A medida foi vista como uma anistia oficial à guarda ilegal de animais silvestres, regulamentada desde 1998. A decisão da presidência do instituto  foi provocada por um processo movido pelo ministro em 2008 na Gerência Executiva do Ibama em Pernambuco, em 2008. Na ocasião, Og Fernandes ainda morava no Recife, onde era desembargador do Tribunal de Justiça de Pernambuco (TJPE), e requisitou judicialmente a legalização do papagaio-verdadeiro (nome popular da espécie Amazona aestiva).

A esposa do ministro alegou que a ave foi um presente de um amigo do seu pai.
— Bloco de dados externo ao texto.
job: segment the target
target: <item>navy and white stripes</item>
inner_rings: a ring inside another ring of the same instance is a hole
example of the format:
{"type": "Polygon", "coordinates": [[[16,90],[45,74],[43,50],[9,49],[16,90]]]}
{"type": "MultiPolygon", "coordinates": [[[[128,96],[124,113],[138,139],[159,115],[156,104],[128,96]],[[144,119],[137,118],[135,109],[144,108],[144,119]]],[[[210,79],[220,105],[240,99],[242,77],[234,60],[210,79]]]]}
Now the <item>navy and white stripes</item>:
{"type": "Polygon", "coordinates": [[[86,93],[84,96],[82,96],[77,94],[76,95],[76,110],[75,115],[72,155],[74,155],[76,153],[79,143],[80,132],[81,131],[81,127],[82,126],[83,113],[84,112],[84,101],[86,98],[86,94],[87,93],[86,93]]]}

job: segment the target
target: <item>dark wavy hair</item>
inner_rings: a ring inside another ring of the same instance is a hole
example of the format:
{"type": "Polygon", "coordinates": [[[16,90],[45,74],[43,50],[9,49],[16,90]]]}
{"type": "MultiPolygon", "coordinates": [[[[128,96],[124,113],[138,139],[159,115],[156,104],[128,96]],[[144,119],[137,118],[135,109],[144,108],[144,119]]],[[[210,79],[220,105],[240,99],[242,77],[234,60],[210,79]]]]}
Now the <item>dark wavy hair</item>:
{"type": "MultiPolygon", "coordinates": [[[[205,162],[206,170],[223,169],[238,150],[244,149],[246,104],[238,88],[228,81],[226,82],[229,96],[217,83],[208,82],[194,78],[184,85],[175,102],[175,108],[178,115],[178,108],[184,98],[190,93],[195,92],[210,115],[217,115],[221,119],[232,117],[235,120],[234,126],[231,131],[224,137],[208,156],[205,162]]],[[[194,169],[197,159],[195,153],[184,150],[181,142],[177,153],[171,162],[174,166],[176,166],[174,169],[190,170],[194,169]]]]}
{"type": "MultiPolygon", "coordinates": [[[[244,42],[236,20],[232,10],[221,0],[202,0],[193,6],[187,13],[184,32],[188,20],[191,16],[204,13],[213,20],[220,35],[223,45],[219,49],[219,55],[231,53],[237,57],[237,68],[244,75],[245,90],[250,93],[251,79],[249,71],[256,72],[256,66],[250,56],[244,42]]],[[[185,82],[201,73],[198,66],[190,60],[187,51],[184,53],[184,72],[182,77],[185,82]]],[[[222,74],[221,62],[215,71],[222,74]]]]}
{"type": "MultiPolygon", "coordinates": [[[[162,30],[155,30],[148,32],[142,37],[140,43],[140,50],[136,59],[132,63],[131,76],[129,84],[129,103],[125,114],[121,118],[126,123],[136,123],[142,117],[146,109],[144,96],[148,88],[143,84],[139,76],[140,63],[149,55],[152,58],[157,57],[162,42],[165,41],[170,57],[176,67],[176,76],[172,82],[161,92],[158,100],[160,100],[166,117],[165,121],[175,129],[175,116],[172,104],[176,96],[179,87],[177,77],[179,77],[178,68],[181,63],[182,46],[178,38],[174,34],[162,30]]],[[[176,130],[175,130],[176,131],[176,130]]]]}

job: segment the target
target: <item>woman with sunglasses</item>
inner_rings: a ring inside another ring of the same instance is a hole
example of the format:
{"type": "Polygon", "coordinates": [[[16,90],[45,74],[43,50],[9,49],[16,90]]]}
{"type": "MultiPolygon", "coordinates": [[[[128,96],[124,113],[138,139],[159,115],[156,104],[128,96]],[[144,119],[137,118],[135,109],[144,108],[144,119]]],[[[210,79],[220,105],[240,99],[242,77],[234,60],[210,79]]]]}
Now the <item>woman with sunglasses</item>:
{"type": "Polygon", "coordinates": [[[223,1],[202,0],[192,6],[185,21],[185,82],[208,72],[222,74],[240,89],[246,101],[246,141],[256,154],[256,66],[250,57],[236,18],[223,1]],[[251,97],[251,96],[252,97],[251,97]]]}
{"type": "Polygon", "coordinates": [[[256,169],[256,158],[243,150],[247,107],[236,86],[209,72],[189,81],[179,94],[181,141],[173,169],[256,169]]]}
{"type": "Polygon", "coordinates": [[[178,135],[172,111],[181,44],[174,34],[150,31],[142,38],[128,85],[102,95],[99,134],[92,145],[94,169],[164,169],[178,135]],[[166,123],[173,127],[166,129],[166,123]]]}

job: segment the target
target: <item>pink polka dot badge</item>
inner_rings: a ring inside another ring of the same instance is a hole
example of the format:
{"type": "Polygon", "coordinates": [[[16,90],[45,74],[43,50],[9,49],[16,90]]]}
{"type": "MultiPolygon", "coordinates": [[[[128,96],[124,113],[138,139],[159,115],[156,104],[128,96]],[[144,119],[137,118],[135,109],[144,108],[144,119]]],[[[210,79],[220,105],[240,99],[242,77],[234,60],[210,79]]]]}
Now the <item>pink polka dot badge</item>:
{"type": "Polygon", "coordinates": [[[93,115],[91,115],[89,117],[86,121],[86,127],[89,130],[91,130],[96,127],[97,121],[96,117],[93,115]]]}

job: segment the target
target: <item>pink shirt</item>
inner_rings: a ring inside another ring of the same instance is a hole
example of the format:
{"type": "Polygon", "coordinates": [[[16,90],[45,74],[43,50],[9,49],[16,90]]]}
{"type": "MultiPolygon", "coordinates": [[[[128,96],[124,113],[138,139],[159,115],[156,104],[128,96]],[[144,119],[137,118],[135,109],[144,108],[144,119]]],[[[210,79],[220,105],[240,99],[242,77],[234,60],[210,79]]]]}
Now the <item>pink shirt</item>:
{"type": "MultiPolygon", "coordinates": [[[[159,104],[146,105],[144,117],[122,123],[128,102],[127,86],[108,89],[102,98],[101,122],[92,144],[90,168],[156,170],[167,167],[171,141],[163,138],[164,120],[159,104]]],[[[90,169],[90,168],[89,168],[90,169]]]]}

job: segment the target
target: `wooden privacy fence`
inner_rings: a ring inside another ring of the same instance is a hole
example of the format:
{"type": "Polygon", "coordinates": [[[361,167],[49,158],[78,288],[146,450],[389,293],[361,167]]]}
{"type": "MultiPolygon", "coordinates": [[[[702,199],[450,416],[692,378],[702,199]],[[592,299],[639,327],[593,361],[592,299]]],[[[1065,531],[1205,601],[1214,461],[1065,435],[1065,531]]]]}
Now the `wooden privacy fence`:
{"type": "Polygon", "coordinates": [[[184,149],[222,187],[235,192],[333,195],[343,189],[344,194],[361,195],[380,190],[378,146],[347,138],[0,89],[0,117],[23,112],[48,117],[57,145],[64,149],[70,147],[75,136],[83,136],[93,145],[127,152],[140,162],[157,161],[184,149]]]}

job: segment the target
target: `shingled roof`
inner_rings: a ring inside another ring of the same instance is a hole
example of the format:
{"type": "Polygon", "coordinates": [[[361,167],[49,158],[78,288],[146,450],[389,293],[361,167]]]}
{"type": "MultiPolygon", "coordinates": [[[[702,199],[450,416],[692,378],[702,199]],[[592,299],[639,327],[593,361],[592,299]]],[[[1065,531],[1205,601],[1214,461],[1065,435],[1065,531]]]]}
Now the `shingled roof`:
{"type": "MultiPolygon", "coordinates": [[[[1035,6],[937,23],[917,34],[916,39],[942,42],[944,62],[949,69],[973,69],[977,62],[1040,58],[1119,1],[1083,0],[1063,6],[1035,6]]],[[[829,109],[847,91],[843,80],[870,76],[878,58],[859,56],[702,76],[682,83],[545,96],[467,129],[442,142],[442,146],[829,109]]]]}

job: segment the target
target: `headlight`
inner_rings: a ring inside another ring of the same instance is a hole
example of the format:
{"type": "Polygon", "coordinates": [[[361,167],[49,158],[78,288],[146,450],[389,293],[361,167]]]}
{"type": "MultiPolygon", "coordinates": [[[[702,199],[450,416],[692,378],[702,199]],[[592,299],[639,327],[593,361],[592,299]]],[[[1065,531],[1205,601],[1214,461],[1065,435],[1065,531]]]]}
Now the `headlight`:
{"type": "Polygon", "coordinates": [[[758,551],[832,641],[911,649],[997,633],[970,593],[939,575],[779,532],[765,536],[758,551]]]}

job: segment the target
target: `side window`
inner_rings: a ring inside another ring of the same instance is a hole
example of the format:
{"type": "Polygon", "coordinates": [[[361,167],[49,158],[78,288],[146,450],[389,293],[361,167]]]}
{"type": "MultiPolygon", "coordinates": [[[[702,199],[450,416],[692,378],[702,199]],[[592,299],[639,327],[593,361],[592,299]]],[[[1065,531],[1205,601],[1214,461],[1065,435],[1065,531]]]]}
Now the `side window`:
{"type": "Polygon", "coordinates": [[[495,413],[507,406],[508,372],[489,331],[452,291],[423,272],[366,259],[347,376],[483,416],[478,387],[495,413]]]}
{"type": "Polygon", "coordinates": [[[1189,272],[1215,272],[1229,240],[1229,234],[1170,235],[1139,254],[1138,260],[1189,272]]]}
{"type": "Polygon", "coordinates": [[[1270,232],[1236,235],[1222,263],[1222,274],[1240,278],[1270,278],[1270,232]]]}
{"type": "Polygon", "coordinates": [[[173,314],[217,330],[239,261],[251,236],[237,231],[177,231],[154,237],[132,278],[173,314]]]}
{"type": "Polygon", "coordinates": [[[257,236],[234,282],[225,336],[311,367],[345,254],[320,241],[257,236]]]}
No processo, a família anexou documentos que comprovariam a “boa saúde” do animal, incluindo fotos e um laudo veterinário. Pouco antes de mudar-se para Brasília, em 2012, o ministro obteve um termo provisório de guarda doméstica, mas a autorização foi considerada irregular pela Diretoria de Proteção Ambiental do Ibama, que sugeriu a apreensão do animal e a comunicação do crime ao Ministério Público.

Em seu despacho, o presidente do Ibama citou uma decisão judicial do próprio ministro Og Fernandes, que é parte interessada no processo, para justificar a liberação da guarda do bichano. “O Superior Tribunal de Justiça (STJ) é unânime em reconhecer a guarda doméstica de papagaios quando adaptados ao convívio doméstico, o que pressupõe certo tempo longe da natureza, e inexistente maus-tratos”, apontou Eduardo Bim, citando uma decisão do próprio Fernandes.

Em sua conta no Twitter, Og Fernandes já fez várias várias referências à sua decisão de autorizar como magistrado a guarda de um papagaio a uma idosa que mora na Paraíba. “Não se trata de um papagaio. Trata-se da vida de uma idosa”, publicou. O ministro ainda não se manifestou sobre a autorização envolvendo o seu próprio animal.